Speaking of food brings us to the Avoca retail group, whose landmark store in Dublin’s Suffolk Street remains closed – a victim of the absence of key tourist footfall in the city centre.

When Aramark bought Avoca from the Pratt family in late 2015 for around €64 million, it seemed an odd match. The cost conscious low margin multinational seemed a distance away from the type of upmarket retail and food operation founded 50 years earlier in an old mill in Co Wicklow.

Gleeson argues that image was always incomplete. Aramark, he argues, is no stranger to haute cuisine with a roster of corporate clients that demand Michelin star standard food. But more importantly, the US-listed business had the funds to expand the brand and ambition to internationalise it.

It has managed the former, with new outlets opening in Dunboyne, Dublin Airport and Ballsbridge. But the pandemic has put a stop for now to plans to bring the concept into new markets.

However, the central kitchen that was at the heart of much of Avoca’s food offering has been a valuable testing ground for Aramark, as well as allowing it to supply some of its other business dining locations that don’t require a full restaurant service on site.

A million miles away from the genteel Avoca shopfloors, another business segment for Aramark has been direct provision. The company runs three centres for the State, housing about 800 of the 6,000 or so people in the system.

It’s an area where Gleeson knows from experience to be careful. “I believe we do a great job. We get a lot of social media and what can you do about that. I believe it is unfair because our operations team do a great job on the ground. So has it been tough? Yeah, on the media side.

“There’s a service we’ve been asked to provide, we believe we provide a good service relevant to the contract that we have. They’ve been tendered a couple of times and we’ve won those tenders because of the quality of service and the price we give.”

On the Government policy to phase out direct provision, he is content to wait and see what happens. “It will change and our job will be to make sure that we can help Government deliver that service in a changed environment.”

CV

Name: Frank Gleeson

Age: 54

Position: Chief executive, Aramark Northern Europe

Family: Married to Marian, with four children

Interests: A self-described Dublin “GAA nut”, he also loves to travel and hasn’t enjoyed “being grounded” since last March.

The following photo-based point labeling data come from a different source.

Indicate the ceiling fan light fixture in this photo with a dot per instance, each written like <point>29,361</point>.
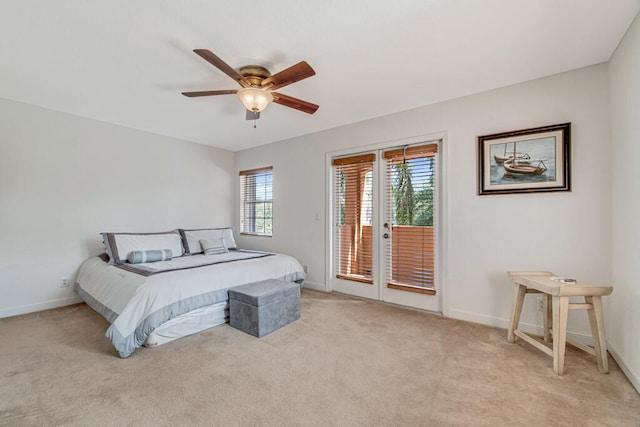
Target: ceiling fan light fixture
<point>254,99</point>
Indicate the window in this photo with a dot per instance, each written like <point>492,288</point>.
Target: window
<point>256,201</point>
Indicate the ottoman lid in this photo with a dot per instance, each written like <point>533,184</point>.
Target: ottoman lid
<point>264,292</point>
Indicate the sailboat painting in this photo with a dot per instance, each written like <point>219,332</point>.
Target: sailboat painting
<point>530,160</point>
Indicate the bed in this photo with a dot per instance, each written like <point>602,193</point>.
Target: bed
<point>153,299</point>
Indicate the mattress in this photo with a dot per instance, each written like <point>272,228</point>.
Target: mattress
<point>189,323</point>
<point>136,300</point>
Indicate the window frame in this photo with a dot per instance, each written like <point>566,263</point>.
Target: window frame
<point>249,202</point>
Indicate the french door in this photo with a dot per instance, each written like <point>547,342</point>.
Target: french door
<point>385,234</point>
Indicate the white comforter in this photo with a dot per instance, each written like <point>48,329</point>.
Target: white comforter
<point>136,305</point>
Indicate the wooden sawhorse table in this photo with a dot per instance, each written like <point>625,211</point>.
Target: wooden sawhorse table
<point>555,314</point>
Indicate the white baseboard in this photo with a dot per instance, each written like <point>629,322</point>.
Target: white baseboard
<point>527,328</point>
<point>31,308</point>
<point>315,286</point>
<point>632,374</point>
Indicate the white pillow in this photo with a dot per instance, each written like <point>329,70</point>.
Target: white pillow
<point>214,247</point>
<point>118,245</point>
<point>191,238</point>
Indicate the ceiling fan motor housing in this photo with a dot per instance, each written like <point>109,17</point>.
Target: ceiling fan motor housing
<point>255,74</point>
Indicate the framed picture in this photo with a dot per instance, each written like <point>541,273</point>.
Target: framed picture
<point>525,161</point>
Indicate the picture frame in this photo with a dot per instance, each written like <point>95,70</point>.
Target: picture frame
<point>542,161</point>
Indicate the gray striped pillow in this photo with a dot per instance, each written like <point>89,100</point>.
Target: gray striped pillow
<point>138,257</point>
<point>214,246</point>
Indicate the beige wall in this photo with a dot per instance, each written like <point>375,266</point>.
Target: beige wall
<point>64,179</point>
<point>566,232</point>
<point>623,318</point>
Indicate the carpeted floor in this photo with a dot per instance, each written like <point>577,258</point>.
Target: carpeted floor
<point>346,362</point>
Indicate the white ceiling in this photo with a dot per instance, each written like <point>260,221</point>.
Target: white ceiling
<point>126,62</point>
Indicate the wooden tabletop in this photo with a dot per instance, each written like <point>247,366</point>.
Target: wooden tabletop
<point>542,282</point>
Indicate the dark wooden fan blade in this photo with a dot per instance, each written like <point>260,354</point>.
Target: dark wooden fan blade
<point>293,74</point>
<point>291,102</point>
<point>222,66</point>
<point>209,93</point>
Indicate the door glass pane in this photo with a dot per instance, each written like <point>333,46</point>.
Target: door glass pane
<point>354,214</point>
<point>411,189</point>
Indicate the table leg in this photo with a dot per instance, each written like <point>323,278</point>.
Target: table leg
<point>547,321</point>
<point>560,314</point>
<point>519,292</point>
<point>596,320</point>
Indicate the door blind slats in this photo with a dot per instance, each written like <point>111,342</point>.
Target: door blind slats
<point>411,175</point>
<point>354,215</point>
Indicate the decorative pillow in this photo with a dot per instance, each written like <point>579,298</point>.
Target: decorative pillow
<point>118,245</point>
<point>138,257</point>
<point>191,238</point>
<point>214,246</point>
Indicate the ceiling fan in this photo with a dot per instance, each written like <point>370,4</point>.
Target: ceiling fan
<point>258,85</point>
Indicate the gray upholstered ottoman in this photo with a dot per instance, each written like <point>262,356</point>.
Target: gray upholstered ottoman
<point>262,307</point>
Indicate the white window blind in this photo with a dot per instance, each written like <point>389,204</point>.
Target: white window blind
<point>353,250</point>
<point>411,199</point>
<point>256,201</point>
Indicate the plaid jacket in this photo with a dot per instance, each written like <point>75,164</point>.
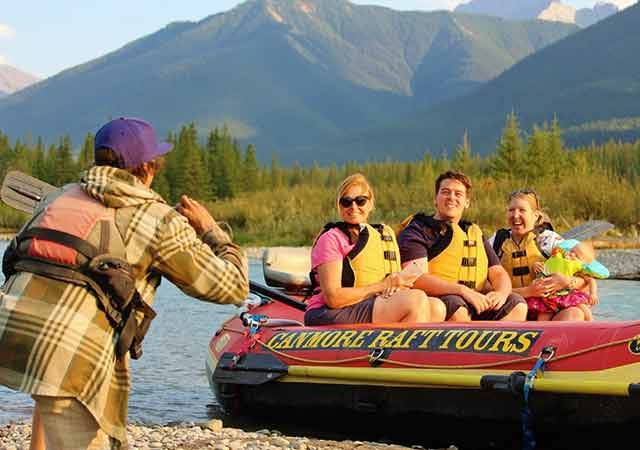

Something you might expect: As someone with a corporate interest in so many sectors, he is active in business lobby Ibec and takes over as president next year.

Something that might surprise: Gleeson toured Australia with a Dublin Colleges GAA team led by Ireland football legend Niall Quinn and featuring subsequent All Ireland winner Paul Clarke. His other claim to fame is that he was the man who first introduced coffee into petrol forecourt retailers in his time with Statoil.